The student body of 1,639 has swelled with “tens of thousands” of visitors to the prayer-and-worship gatherings, Mr. Whitworth said, most of whom “stay for a day or two, or an afternoon or an evening, that kind of thing.”

He said, “This is well beyond the student body. And it has probably been since [last] Thursday. … We’ve had students from over two dozen schools come [here] physically and participate in the worship. The other thing is that we see adults and families, we see all ages, all ethnicities and nationalities.

A wide spectrum of people have come from the United States and “literally across the world,” Mr. Whitworth said.

One of those visitors is the Rev. Robby Gallaty, senior pastor at Long Hollow Church in Hendersonville, Tennessee, outside of Nashville. 

He visited Asbury this week and said the unassuming setting of the auditorium — there are no projection screens, no plethora of instruments, “no expansive sound system,” didn’t detract from the impact.

“None of that mattered to anyone,” Mr. Gallaty said. “Because they weren’t there for that.
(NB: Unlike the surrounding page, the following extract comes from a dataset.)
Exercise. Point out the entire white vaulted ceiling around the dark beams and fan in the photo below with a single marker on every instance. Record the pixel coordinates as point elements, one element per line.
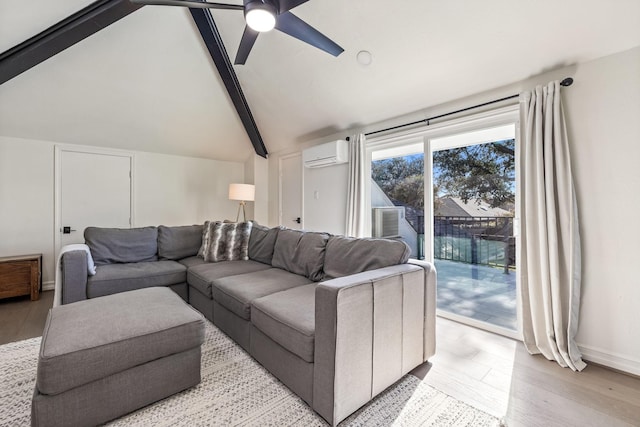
<point>147,83</point>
I sense this genuine hunger by the people, that they were there for God and they wanted more of God.”

Mr. Gallaty said denominational labels didn’t seem to matter.

“No one cared about what they did or what church they pastor or what book they wrote or what blog they posted,” he said. “We were simply there and Jesus really was, it seemed, the centerpiece of the worship. I think what God’s doing is he’s drawing people who have a hunger for God.”

William M. Wilson, president of Oral Roberts University, said the revival is helping fill a spiritual void among members of Generation Z.

“These young people are feeling in their life this spiritual vacuum, somewhat of an emptiness in the society they’re in and a real need for hope,” Mr. Wilson said. “The mental health crisis in this generation is significant. The uncertainty of the times, the feeling of lostness, in a world of 8 billion people, who are they, in the midst of it, the desire for purpose. I think all of these are driving a generation to look beyond themselves for the answer.”

Evangelist Matt Brown of Think Eternity Ministries said he was impressed by the organic spread of the revival.

“I don’t know how long it will go,” Mr. Brown said. “But … I would hope that this is just the beginning.”

Janice Shaw Crouse, an Asbury graduate who later served on the school’s board of trustees, called the revival an answer to prayers for Christians concerned about the country.

“I think it’s very encouraging to see the revival going on because so many of us have been concerned about the way our nation is headed,” said Ms. Crouse, who was a longtime contributor to The Washington Times.

“We’ve said sometimes far too lightly that what we need is a spiritual revival, to change the culture, to change the things that are so coarse about our culture. I see this revival as something that’s answering those prayers.”

Some raised a cautionary note about the revival.

Ken Berding, a professor of New Testament at Biola University in Los Angeles, lauded the effort and said students on his campus are praying for their peers at Asbury. But he cautioned against “an emotional outburst” that doesn’t leave a lasting impact.

“The way Jesus would put it is you would know that you know them by their fruits,” Mr. Berding said. He said revivals that produce an emphasis on Christian doctrine and are rooted in the Bible are ones yielding “good fruit.”

Correction: An earlier version of this article misspelled the Rev. Robby Gallaty’s surname.